Evangelia Papavasileiou, S. Sivaprasad, S. Liazos, R. Mathew, I. Bisbas (London, UK)

Advantages:

The advantages of this study were to evaluate and compare fundus autofluorescence (FAF) after subthreshold micropulse diode laser versus modified Early Treatment Diabetic Retinopathy Study photocoagulation for clinically significant diabetic macular edema.

Methods:

A prospective series including 20 eyes (20 patients) with untreated, center-involving, clinically significant diabetic macular edema were treated with micropulse laser and compared to historical data on green laser for 20 patients with the same condition.

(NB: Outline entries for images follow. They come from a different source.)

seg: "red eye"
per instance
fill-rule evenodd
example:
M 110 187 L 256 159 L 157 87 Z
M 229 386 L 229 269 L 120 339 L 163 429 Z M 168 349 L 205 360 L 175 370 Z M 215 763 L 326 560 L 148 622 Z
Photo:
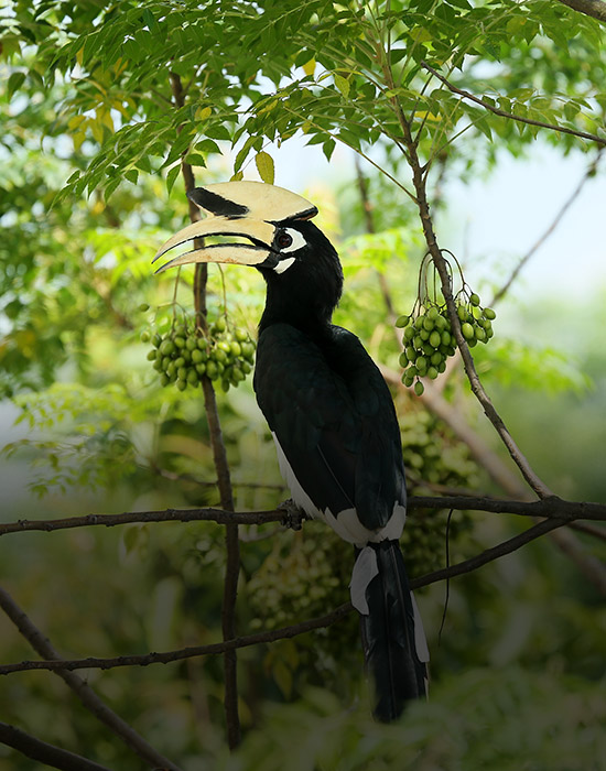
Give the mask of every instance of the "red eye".
M 288 232 L 278 234 L 275 241 L 280 249 L 285 249 L 292 245 L 292 236 Z

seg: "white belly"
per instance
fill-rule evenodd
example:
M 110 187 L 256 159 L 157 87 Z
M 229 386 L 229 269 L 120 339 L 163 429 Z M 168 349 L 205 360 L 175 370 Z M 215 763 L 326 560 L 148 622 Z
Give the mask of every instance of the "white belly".
M 314 506 L 310 496 L 299 484 L 294 471 L 288 461 L 278 437 L 272 432 L 275 449 L 278 452 L 278 464 L 284 481 L 289 486 L 293 501 L 310 517 L 324 520 L 344 541 L 364 546 L 367 543 L 378 543 L 380 541 L 397 541 L 402 534 L 407 510 L 401 503 L 393 504 L 393 512 L 388 523 L 380 530 L 369 530 L 360 522 L 355 509 L 345 509 L 334 514 L 329 509 L 321 511 Z

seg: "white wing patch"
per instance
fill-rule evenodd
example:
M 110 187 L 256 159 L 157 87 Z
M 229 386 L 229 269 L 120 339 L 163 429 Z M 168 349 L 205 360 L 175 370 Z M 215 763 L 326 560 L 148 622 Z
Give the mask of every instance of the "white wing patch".
M 388 523 L 380 530 L 369 530 L 365 528 L 355 509 L 338 511 L 336 517 L 329 509 L 321 511 L 301 487 L 274 432 L 272 432 L 271 435 L 273 436 L 273 442 L 275 443 L 275 449 L 278 452 L 280 473 L 291 491 L 293 501 L 300 506 L 305 513 L 313 518 L 323 519 L 339 537 L 348 543 L 355 544 L 358 549 L 361 549 L 367 543 L 397 541 L 400 537 L 407 519 L 407 509 L 401 503 L 396 502 L 393 504 L 393 512 Z

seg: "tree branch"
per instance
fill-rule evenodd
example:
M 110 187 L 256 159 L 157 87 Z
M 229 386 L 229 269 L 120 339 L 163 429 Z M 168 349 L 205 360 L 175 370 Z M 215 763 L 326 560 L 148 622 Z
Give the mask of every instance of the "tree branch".
M 20 728 L 0 723 L 0 742 L 12 747 L 26 758 L 37 760 L 44 765 L 62 771 L 110 771 L 106 765 L 99 765 L 82 754 L 68 752 L 46 741 L 36 739 L 35 736 L 22 731 Z
M 602 3 L 602 4 L 604 4 L 604 3 Z M 597 144 L 606 145 L 606 138 L 598 137 L 597 134 L 591 134 L 591 133 L 587 133 L 586 131 L 577 131 L 576 129 L 569 129 L 565 126 L 555 126 L 554 123 L 544 123 L 543 121 L 534 120 L 533 118 L 522 118 L 521 116 L 516 116 L 512 112 L 507 112 L 506 110 L 501 110 L 499 107 L 495 107 L 494 105 L 490 105 L 487 101 L 484 101 L 484 99 L 480 99 L 479 97 L 474 96 L 473 94 L 469 94 L 469 91 L 465 91 L 463 88 L 458 88 L 457 86 L 454 86 L 450 80 L 447 80 L 436 69 L 431 67 L 426 62 L 421 62 L 421 66 L 424 67 L 429 73 L 434 75 L 439 80 L 441 80 L 446 86 L 446 88 L 448 90 L 451 90 L 453 94 L 458 94 L 458 96 L 462 96 L 464 99 L 469 99 L 469 101 L 474 101 L 476 105 L 484 107 L 485 110 L 488 110 L 489 112 L 494 112 L 495 115 L 500 116 L 501 118 L 509 118 L 510 120 L 516 120 L 519 123 L 527 123 L 528 126 L 537 126 L 541 129 L 549 129 L 550 131 L 558 131 L 560 133 L 571 134 L 573 137 L 578 137 L 581 139 L 587 139 L 592 142 L 596 142 Z
M 543 504 L 543 501 L 538 501 L 539 504 Z M 429 586 L 439 580 L 444 580 L 445 578 L 452 578 L 454 576 L 463 575 L 465 573 L 470 573 L 476 571 L 478 567 L 486 565 L 489 562 L 498 560 L 511 552 L 517 551 L 521 546 L 531 541 L 540 537 L 544 533 L 551 530 L 562 526 L 566 523 L 566 519 L 551 519 L 543 520 L 538 524 L 532 525 L 528 530 L 518 535 L 515 535 L 502 543 L 491 546 L 486 551 L 477 554 L 469 560 L 465 560 L 456 565 L 451 565 L 450 567 L 444 567 L 433 573 L 429 573 L 425 576 L 419 578 L 413 578 L 410 585 L 413 589 L 418 589 L 422 586 Z M 24 672 L 30 670 L 55 670 L 58 666 L 69 670 L 79 669 L 101 669 L 108 670 L 117 666 L 148 666 L 149 664 L 167 664 L 175 661 L 182 661 L 183 659 L 191 659 L 193 656 L 201 655 L 213 655 L 218 653 L 225 653 L 228 650 L 236 650 L 238 648 L 248 648 L 250 645 L 259 645 L 261 643 L 275 642 L 277 640 L 290 639 L 303 634 L 305 632 L 313 631 L 315 629 L 323 629 L 328 627 L 336 621 L 339 621 L 344 616 L 346 616 L 350 610 L 353 610 L 351 602 L 345 602 L 332 612 L 321 616 L 318 618 L 309 619 L 307 621 L 302 621 L 289 627 L 282 627 L 281 629 L 273 629 L 266 632 L 257 632 L 256 634 L 249 634 L 247 637 L 235 638 L 232 640 L 226 640 L 224 642 L 216 642 L 209 645 L 192 645 L 188 648 L 183 648 L 176 651 L 165 651 L 162 653 L 144 653 L 134 655 L 122 655 L 112 659 L 98 659 L 89 656 L 87 659 L 74 659 L 72 661 L 23 661 L 19 664 L 4 664 L 0 666 L 0 675 L 12 674 L 14 672 Z
M 385 64 L 386 70 L 385 75 L 388 80 L 388 85 L 391 86 L 393 83 L 392 75 L 391 75 L 391 69 L 389 63 Z M 540 498 L 545 498 L 549 497 L 552 493 L 552 491 L 549 489 L 549 487 L 540 479 L 540 477 L 533 471 L 532 467 L 530 466 L 529 461 L 527 460 L 526 456 L 522 454 L 518 445 L 516 444 L 513 437 L 509 433 L 507 426 L 505 425 L 505 422 L 502 421 L 501 416 L 499 413 L 496 411 L 493 402 L 490 401 L 490 398 L 486 393 L 484 386 L 481 384 L 481 381 L 478 377 L 478 373 L 476 371 L 475 365 L 474 365 L 474 359 L 472 357 L 472 354 L 469 351 L 469 347 L 467 346 L 467 341 L 465 340 L 463 333 L 461 330 L 461 322 L 458 319 L 457 313 L 456 313 L 456 305 L 452 295 L 452 287 L 451 287 L 451 278 L 448 274 L 446 261 L 444 257 L 442 256 L 442 250 L 437 246 L 437 239 L 435 237 L 435 232 L 433 229 L 433 221 L 432 217 L 430 214 L 430 206 L 428 203 L 428 197 L 426 197 L 426 189 L 425 189 L 425 173 L 423 167 L 421 166 L 421 162 L 419 159 L 419 153 L 418 153 L 418 148 L 416 143 L 414 142 L 412 134 L 411 134 L 411 129 L 410 124 L 402 112 L 402 109 L 400 107 L 400 102 L 398 101 L 397 97 L 392 97 L 392 107 L 396 113 L 396 117 L 398 118 L 400 122 L 400 127 L 402 129 L 402 133 L 404 137 L 404 143 L 408 149 L 408 156 L 409 156 L 409 163 L 410 167 L 412 171 L 412 182 L 414 185 L 414 189 L 416 193 L 416 205 L 419 207 L 419 216 L 421 218 L 421 224 L 423 226 L 423 234 L 425 236 L 425 241 L 428 245 L 428 249 L 432 256 L 433 262 L 437 269 L 437 272 L 440 274 L 440 280 L 442 283 L 442 294 L 444 295 L 444 300 L 446 302 L 446 307 L 448 310 L 448 317 L 451 321 L 451 326 L 453 328 L 453 333 L 457 343 L 457 347 L 461 350 L 461 357 L 463 359 L 463 363 L 465 367 L 465 371 L 467 373 L 467 378 L 469 380 L 469 384 L 472 387 L 472 392 L 476 397 L 476 399 L 479 401 L 481 404 L 484 412 L 490 423 L 495 426 L 498 435 L 500 436 L 502 443 L 507 447 L 509 455 L 520 469 L 522 476 L 527 480 L 527 482 L 530 485 L 530 487 L 534 490 L 534 492 L 540 497 Z
M 408 508 L 455 509 L 455 511 L 487 511 L 521 517 L 565 517 L 569 521 L 606 521 L 606 504 L 592 501 L 569 501 L 556 496 L 524 501 L 488 496 L 410 496 Z M 552 513 L 553 512 L 553 513 Z M 218 524 L 267 524 L 280 522 L 288 526 L 286 509 L 268 511 L 221 511 L 220 509 L 163 509 L 159 511 L 127 511 L 122 514 L 87 514 L 46 520 L 18 520 L 0 524 L 0 535 L 31 531 L 54 532 L 74 528 L 115 528 L 133 522 L 217 522 Z
M 176 107 L 181 108 L 185 104 L 185 91 L 181 77 L 171 72 L 171 88 Z M 185 155 L 184 155 L 185 158 Z M 195 187 L 194 172 L 191 164 L 182 161 L 181 171 L 185 182 L 185 191 L 188 193 Z M 190 219 L 195 222 L 199 219 L 199 211 L 195 204 L 190 200 Z M 199 247 L 197 243 L 195 247 Z M 208 265 L 196 263 L 194 273 L 194 305 L 196 312 L 196 323 L 206 327 L 206 283 L 208 281 Z M 221 508 L 226 511 L 234 511 L 234 493 L 227 463 L 227 453 L 223 441 L 223 433 L 217 410 L 215 389 L 209 378 L 202 379 L 202 390 L 204 392 L 204 408 L 208 422 L 210 435 L 210 446 L 213 458 L 217 471 L 217 482 L 219 488 Z M 225 544 L 227 561 L 225 568 L 225 585 L 221 606 L 221 626 L 224 639 L 236 636 L 236 601 L 238 597 L 238 575 L 240 571 L 240 544 L 238 539 L 238 525 L 234 522 L 226 523 Z M 235 749 L 241 740 L 240 717 L 238 714 L 238 681 L 237 681 L 237 659 L 236 651 L 230 650 L 225 654 L 225 718 L 227 726 L 227 743 L 230 749 Z
M 17 605 L 6 589 L 0 587 L 0 608 L 7 613 L 10 620 L 19 629 L 20 633 L 28 640 L 30 645 L 43 659 L 52 659 L 55 666 L 53 671 L 68 685 L 76 696 L 80 699 L 84 706 L 95 715 L 95 717 L 104 723 L 116 736 L 118 736 L 131 750 L 151 765 L 166 769 L 170 771 L 180 771 L 178 767 L 164 758 L 151 745 L 149 745 L 134 728 L 122 720 L 105 702 L 97 696 L 93 688 L 79 677 L 77 674 L 68 671 L 64 666 L 64 662 L 57 651 L 53 648 L 50 640 L 37 629 L 33 621 L 25 612 Z M 58 767 L 63 768 L 63 767 Z M 80 767 L 74 767 L 80 768 Z M 85 768 L 85 767 L 83 767 Z M 93 767 L 91 767 L 93 768 Z M 100 768 L 100 767 L 99 767 Z
M 606 22 L 606 2 L 602 0 L 560 0 L 560 2 L 574 11 Z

All patients underwent best-corrected visual acuity assessment, slit-lamp biomicroscopy, FAF, optical coherence tomography, and fluorescein angiography at baseline and at 1-, 2-, 3 and 4-month follow-up examinations. Fluorescein angiography was performed at baseline and at 4 months.

Effectiveness / Safety:

Before treatment, demographic and macular parameters were not different between the two treatment groups. At 4 months, best-corrected visual acuity remained stable in both groups, mean central retinal thickness decreased in both groups. There was no significant difference in either best-corrected visual acuity or central retinal thickness between the 2 treatment groups. Fundus autofluorescence never changed in the micropulse diode laser group even after retreatment. In the Early Treatment Diabetic Retinopathy Study group, FAF increased up to 4 months in some patients.

Take home message:

Micropulse diode laser seems to be as effective as modified Early Treatment Diabetic Retinopathy Study laser photocoagulation in the treatment of clinically significant diabetic macular edema with less damage to the retinal pigment epithelium. This data encourages the use of a new, less aggressive laser therapeutic approach in the treatment of clinically significant diabetic macular edema.